I'm sorry. I just have nothing to write about.
I have things on my mind, but nothing I can write about here. And it's so all-consuming that I just can't focus on anything even mildly creative. Four posts have fallen victim to the delete button already, each one of them lacking quality, passion and clear thought.
I keep trying, but nothing's coming out.
It's time like these that I feel the worst. Verbal constipation. When I can't express what's running through my mind, the tension in my body builds on itself, multiplying exponentially until I all but shut down. Or at least my skills of self-expression go on hiatus.
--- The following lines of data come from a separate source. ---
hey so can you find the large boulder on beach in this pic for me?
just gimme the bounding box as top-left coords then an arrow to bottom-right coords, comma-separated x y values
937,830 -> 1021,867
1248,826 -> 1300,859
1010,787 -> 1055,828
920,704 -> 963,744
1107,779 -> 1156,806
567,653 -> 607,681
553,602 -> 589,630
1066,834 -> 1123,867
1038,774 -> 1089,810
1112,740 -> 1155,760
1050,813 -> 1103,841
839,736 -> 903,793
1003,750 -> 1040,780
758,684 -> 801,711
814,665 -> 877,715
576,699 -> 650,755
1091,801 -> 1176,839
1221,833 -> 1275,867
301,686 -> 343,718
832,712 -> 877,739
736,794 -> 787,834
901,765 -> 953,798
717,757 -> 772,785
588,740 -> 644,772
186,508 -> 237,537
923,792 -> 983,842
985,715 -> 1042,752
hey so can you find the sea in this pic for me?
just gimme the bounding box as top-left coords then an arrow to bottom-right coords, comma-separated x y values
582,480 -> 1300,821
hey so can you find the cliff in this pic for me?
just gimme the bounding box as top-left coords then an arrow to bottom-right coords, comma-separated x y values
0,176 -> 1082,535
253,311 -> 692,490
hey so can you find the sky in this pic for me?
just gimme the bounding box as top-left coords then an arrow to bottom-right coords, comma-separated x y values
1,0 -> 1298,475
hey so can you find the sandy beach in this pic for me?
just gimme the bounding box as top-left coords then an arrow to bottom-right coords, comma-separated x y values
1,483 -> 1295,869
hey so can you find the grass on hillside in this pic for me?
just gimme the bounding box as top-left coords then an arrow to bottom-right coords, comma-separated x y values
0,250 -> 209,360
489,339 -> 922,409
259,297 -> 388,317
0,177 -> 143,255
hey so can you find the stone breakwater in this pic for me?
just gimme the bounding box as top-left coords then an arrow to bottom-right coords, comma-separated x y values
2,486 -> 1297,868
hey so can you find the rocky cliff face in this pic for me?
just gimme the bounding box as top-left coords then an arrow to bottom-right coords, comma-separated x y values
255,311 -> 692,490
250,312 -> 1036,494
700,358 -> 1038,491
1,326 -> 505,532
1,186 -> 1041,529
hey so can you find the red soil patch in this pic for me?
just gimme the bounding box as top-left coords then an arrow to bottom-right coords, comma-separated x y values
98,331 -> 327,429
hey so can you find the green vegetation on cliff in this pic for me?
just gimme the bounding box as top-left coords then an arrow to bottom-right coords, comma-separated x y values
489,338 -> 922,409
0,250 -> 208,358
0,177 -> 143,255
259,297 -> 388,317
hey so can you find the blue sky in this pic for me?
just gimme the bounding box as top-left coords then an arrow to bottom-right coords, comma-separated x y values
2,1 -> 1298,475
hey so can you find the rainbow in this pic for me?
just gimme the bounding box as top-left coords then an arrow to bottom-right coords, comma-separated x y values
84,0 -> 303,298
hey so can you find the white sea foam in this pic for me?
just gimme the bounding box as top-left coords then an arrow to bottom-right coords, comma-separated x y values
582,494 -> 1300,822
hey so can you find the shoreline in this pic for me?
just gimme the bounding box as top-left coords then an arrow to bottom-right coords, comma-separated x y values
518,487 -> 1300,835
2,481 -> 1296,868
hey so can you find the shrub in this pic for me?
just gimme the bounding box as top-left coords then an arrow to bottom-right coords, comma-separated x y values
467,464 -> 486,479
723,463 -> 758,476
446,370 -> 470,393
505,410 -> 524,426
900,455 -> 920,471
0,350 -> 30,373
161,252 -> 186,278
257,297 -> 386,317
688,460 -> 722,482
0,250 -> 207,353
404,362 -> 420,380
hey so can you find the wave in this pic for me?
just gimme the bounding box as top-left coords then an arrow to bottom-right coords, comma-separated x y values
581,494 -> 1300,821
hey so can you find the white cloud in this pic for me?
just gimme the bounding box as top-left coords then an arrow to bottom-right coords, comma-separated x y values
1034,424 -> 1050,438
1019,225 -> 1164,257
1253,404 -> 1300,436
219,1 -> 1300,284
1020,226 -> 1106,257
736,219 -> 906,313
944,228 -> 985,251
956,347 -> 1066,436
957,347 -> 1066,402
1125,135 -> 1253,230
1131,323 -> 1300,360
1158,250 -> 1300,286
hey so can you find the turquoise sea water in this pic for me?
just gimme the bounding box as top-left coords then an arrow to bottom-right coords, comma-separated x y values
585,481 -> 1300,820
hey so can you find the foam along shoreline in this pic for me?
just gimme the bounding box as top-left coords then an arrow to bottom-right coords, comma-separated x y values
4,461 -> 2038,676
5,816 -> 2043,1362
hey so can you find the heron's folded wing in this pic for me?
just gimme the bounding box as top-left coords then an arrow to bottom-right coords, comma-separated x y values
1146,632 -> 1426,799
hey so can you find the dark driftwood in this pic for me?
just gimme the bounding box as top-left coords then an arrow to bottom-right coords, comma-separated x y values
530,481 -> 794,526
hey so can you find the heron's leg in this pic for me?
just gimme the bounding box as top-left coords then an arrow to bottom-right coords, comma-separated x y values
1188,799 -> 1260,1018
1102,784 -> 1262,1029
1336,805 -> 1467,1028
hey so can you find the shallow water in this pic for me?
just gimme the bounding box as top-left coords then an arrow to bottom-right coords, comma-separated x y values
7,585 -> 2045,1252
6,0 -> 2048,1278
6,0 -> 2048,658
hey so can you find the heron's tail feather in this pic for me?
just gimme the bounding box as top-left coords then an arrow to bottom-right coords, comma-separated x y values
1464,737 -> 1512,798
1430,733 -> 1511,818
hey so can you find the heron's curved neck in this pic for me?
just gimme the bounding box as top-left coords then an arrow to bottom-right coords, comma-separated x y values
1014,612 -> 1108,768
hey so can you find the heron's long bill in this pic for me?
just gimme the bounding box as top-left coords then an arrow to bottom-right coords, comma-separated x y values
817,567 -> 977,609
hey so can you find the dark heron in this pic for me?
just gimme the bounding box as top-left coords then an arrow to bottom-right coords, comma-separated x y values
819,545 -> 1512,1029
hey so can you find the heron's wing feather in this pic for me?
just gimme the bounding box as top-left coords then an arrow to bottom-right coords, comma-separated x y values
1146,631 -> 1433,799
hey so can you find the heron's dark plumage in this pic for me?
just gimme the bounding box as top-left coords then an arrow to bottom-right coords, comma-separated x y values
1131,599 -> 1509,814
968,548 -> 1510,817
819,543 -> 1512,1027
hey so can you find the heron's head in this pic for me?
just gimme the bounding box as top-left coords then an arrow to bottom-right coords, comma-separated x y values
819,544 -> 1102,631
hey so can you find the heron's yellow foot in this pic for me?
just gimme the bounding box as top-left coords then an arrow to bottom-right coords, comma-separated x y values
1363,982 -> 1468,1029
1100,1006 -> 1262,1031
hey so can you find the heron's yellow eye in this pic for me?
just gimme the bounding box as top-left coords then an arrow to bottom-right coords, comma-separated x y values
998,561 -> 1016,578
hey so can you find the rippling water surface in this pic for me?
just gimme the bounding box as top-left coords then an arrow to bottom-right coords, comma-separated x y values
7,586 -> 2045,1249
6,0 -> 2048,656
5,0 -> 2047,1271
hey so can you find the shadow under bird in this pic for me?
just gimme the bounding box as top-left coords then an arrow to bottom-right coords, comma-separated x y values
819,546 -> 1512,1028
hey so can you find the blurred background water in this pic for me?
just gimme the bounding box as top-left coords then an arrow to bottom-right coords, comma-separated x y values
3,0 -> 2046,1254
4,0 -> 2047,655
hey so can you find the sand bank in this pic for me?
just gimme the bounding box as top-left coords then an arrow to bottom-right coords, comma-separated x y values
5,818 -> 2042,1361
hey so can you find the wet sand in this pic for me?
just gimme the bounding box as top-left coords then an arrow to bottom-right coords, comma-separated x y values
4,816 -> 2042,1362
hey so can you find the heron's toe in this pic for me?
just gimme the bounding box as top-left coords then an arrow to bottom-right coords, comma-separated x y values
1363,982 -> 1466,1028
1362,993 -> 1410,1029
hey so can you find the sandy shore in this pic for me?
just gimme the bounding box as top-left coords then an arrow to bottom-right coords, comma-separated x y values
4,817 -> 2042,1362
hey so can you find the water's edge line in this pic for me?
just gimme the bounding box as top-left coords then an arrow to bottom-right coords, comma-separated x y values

The worst part is, the thoughts sprinting around in my brain aren't bad. They're just monotonous, aggravating, simple things. Like, I have to get to the gym, I have to start tanning (even thought I've never tanned before and I don't really want to...I just don't want to wind up with a sun rash on my trip), I have to make a hair appointment, I have to seriously consider what I want to pack, all jokes about high-maintenance needs aside. I have to get all my bills paid before I leave, I have to figure out if I want to pay off my car now or wait until after I get back. I have to figure out how much money I'll be taking. I have PMS. There are other things, too. Personal items best left out of a public forum.
So, I'm hoping this is just a weird phase that passes, that something great will happen today (or tonight) to get me thinking about something good instead of itemized responsibilities and small grievances.
Also, the fact that it's cold and rainy out isn't helping matters. Weather like this tends to make me somber and introverted. (I could make a joke here about Blame it on the Rain and Milli Vanilli, but I won't.)
Let's hope I'm back to normal tomorrow. Or later today. Because I can't even stand myself right now.